UNA NIÑA Y UN EXBOXEADOR (RELATO NEGRO)
Bombazo Juan habría llegado muy alto en el pugilismo profesional de no haber sido por la mala fortuna que le procuró a su fuerte naturaleza física, lo que en muchos medios pugilísticos suelen llaman una mandíbula de cristal. Esta debilidad facial suya, en cuanto fue descubierta por sus rivales, permitió a un buen número de ellos derrotarle cuando musculosa y técnicamente eran bastante inferiores a él.
Una vez retirado de los cuadriláteros la pobreza se cebó en él. Bombazo Juan era bastante torpe y de inteligencia algo falto iba. Le costaba encontrar empleo y, cuando conseguía uno le duraba poco tiempo. Quienes lo contrataban tenían la paciencia y la tolerancia muy cortas.
A Borja Ramos le costó una larga y ardua conversación con María, su esposa, el que ella consintiera en que Bombazo Juan se quedara por las noches a dormir en la pequeña caseta de madera donde guardaban la cortadora de césped y demás herramientas.
—María, me da mucha pena de él. Le conozco desde la niñez. Vivíamos en la misma calle. Jugábamos juntos. Cuidaban de él sus abuelos, muertos ambos hace ya algún tiempo, no le queda nadie en el mundo. Siento la necesidad de ayudarle. Compréndelo, por favor, María. Le buscaré algún empleo. Por bajo que sea, él se conformará. No es ambicioso en absoluto. Cuando todavía ganaba dinero boxeando, todos los necesitados del barrio acudían a él seguros de que iba a ayudarles. Y eso hizo hasta arruinarse del todo. Y entonces todos huyeron de él, como de la peste.

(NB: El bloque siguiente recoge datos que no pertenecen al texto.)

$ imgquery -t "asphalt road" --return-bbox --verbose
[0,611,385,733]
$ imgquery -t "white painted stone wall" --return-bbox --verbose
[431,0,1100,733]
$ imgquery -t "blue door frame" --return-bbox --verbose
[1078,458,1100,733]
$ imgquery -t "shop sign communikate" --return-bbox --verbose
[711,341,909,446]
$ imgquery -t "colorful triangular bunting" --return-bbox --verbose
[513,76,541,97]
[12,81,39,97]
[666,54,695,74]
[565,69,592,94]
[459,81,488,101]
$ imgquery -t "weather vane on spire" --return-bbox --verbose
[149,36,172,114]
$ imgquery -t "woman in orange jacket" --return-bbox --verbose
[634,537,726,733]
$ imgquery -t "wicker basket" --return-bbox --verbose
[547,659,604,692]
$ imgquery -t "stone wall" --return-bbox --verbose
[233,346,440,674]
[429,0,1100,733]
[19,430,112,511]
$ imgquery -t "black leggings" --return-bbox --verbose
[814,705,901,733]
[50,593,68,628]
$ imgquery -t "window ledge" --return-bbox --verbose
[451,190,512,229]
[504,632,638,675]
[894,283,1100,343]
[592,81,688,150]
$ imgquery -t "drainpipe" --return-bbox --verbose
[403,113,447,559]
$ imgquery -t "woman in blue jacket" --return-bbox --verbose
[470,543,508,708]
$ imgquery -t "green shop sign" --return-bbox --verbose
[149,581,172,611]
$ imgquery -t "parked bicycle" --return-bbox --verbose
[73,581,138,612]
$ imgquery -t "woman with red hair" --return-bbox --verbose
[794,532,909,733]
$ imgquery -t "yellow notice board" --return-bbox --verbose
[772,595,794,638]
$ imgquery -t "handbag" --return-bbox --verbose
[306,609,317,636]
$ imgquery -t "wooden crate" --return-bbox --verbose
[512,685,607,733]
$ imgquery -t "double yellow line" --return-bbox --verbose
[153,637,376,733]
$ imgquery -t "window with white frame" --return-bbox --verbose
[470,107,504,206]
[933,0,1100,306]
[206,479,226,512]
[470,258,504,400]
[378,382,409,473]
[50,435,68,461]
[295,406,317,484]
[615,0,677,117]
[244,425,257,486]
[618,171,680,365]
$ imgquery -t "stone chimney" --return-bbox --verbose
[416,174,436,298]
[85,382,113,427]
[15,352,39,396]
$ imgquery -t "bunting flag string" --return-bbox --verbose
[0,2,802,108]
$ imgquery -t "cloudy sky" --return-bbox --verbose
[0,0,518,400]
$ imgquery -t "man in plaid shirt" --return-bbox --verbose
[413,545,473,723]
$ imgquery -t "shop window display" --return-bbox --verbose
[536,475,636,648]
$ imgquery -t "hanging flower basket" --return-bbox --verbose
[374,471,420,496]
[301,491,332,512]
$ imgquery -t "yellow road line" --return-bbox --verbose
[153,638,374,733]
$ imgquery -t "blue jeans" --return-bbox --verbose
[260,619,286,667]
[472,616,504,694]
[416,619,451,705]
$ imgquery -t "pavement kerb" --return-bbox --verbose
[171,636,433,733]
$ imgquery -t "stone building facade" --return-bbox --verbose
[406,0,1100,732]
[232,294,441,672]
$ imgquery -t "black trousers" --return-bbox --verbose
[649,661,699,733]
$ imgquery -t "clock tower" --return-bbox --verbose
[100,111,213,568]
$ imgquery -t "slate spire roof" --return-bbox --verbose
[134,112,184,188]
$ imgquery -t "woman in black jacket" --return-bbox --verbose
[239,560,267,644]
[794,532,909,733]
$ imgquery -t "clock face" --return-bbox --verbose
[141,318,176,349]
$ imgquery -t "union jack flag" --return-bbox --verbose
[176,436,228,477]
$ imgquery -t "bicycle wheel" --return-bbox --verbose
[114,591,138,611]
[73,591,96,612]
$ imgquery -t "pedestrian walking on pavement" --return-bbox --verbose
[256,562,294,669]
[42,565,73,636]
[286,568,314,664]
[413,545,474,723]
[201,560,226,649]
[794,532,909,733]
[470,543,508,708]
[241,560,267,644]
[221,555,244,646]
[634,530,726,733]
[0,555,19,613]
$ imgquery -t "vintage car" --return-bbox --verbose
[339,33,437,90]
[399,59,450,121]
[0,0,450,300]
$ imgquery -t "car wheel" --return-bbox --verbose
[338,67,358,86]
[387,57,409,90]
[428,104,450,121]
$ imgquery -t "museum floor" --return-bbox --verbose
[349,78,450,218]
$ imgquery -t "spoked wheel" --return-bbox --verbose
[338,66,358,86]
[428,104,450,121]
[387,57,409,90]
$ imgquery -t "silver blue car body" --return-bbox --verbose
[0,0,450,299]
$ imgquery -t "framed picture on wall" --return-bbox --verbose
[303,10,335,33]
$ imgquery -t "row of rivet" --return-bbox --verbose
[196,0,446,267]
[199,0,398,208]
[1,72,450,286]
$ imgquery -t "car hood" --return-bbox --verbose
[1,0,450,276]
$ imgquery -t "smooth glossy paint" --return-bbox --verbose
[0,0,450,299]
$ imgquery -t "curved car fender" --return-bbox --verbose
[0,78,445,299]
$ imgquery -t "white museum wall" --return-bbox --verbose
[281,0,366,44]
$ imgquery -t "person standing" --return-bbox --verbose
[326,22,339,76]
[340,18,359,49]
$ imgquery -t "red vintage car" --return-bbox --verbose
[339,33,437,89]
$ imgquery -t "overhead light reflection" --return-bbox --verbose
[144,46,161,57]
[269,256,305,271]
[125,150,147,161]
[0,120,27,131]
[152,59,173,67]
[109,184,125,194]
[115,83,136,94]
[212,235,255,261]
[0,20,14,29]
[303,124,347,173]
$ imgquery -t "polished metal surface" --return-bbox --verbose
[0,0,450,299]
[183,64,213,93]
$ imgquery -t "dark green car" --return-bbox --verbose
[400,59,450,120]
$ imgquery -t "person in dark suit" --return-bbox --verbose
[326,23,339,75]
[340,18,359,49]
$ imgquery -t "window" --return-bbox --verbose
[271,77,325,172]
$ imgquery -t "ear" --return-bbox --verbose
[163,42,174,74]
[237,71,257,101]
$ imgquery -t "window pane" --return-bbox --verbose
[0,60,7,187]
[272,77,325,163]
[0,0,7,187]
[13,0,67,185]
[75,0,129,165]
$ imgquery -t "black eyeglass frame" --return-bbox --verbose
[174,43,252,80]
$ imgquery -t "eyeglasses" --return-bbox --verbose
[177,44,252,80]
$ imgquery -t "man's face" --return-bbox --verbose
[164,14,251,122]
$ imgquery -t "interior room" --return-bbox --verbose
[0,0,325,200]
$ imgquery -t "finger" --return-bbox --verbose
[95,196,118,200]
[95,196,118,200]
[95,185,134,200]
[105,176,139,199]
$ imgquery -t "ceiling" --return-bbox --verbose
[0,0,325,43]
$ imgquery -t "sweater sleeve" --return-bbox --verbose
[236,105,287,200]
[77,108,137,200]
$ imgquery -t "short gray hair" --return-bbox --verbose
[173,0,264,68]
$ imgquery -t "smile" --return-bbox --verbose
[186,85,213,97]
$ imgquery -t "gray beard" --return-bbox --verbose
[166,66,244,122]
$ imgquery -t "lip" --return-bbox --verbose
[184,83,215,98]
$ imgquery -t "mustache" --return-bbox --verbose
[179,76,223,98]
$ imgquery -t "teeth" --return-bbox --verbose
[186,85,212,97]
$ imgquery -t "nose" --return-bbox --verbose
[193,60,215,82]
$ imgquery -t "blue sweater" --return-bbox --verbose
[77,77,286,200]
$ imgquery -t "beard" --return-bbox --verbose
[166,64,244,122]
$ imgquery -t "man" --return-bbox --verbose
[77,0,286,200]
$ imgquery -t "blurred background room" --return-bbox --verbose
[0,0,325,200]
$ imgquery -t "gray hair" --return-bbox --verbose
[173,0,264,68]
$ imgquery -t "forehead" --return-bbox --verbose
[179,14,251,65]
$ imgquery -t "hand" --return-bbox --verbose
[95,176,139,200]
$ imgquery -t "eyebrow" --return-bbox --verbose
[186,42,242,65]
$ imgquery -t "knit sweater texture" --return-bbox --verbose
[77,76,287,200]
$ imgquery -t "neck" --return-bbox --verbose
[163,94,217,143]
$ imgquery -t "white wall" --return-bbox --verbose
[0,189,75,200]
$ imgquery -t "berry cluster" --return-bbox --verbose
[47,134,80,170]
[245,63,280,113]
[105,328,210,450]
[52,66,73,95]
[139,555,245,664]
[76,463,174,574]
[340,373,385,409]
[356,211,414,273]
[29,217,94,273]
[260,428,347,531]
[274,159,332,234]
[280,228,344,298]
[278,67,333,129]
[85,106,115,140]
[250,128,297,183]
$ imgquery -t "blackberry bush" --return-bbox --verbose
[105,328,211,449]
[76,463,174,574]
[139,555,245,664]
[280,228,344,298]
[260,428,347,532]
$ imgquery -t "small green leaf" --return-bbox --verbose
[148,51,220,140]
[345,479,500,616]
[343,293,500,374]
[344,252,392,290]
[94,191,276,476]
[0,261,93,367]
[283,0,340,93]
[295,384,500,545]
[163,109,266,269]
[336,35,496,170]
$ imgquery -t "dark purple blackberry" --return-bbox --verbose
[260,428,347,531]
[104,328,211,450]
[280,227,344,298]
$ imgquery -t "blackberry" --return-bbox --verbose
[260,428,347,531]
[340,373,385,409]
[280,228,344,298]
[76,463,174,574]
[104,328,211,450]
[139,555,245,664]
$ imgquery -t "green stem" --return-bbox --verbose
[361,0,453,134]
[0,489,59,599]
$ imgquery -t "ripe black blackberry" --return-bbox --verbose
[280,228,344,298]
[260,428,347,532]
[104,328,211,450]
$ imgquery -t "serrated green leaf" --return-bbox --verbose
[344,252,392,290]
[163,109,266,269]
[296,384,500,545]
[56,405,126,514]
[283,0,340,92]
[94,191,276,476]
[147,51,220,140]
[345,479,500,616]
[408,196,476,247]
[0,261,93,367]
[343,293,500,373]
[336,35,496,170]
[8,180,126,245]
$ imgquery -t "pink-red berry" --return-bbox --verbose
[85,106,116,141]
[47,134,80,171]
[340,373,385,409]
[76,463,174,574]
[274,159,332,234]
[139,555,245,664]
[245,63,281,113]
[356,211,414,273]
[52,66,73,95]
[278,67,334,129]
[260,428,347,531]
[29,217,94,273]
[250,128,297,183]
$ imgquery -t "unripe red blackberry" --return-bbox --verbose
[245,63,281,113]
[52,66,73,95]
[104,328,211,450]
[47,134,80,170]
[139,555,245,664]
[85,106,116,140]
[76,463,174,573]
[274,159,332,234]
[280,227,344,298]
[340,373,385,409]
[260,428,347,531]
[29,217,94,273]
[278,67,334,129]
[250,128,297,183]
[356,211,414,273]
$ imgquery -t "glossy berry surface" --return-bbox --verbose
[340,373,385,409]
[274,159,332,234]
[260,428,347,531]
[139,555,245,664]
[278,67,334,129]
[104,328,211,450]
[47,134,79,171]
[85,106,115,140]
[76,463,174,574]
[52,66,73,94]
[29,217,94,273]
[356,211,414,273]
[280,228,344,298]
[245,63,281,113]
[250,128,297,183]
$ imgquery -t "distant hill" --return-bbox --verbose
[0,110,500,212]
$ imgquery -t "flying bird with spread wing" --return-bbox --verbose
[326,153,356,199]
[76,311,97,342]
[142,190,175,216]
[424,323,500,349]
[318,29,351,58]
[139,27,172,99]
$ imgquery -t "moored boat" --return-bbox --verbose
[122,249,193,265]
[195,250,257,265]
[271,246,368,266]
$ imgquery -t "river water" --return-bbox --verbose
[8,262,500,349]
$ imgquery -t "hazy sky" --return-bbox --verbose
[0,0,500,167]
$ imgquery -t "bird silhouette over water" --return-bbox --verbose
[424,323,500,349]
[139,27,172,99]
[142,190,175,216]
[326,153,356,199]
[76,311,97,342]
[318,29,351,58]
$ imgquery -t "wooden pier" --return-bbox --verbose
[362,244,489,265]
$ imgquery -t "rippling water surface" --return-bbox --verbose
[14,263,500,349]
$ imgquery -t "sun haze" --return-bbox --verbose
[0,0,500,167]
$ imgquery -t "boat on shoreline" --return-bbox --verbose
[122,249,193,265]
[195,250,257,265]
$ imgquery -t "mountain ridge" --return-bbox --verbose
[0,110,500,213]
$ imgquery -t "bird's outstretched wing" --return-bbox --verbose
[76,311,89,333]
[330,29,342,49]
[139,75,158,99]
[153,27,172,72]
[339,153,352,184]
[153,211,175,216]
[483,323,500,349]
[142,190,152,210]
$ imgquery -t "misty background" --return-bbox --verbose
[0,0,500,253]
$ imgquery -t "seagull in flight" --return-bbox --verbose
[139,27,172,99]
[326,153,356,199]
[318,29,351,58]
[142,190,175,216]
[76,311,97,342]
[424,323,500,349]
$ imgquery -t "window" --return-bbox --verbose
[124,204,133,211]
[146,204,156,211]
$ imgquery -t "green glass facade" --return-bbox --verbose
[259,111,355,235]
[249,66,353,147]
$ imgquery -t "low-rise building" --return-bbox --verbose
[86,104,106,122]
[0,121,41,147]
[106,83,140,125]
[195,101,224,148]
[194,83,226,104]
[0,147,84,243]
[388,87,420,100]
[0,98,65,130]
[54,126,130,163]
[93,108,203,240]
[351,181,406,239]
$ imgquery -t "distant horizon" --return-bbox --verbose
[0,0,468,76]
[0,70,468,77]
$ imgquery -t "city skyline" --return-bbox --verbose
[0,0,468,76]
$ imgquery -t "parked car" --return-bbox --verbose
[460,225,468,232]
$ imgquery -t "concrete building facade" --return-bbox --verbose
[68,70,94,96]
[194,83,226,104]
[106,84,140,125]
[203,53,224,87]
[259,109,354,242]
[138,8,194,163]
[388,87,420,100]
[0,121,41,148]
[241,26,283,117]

El mundo está lleno de desagradecidos. Ahora duerme en un banco del parque expuesto a que algún loco lo mate. Será una buena obra de caridad. Por favor…
Con su actitud extremadamente suplicante Borja consiguió conmover a su consorte.
—Ay, qué rabia me da ese tonto samaritano que llevas dentro, cuando te sale a la superficie y creas problemas —exclamó María rindiéndose, disgustada.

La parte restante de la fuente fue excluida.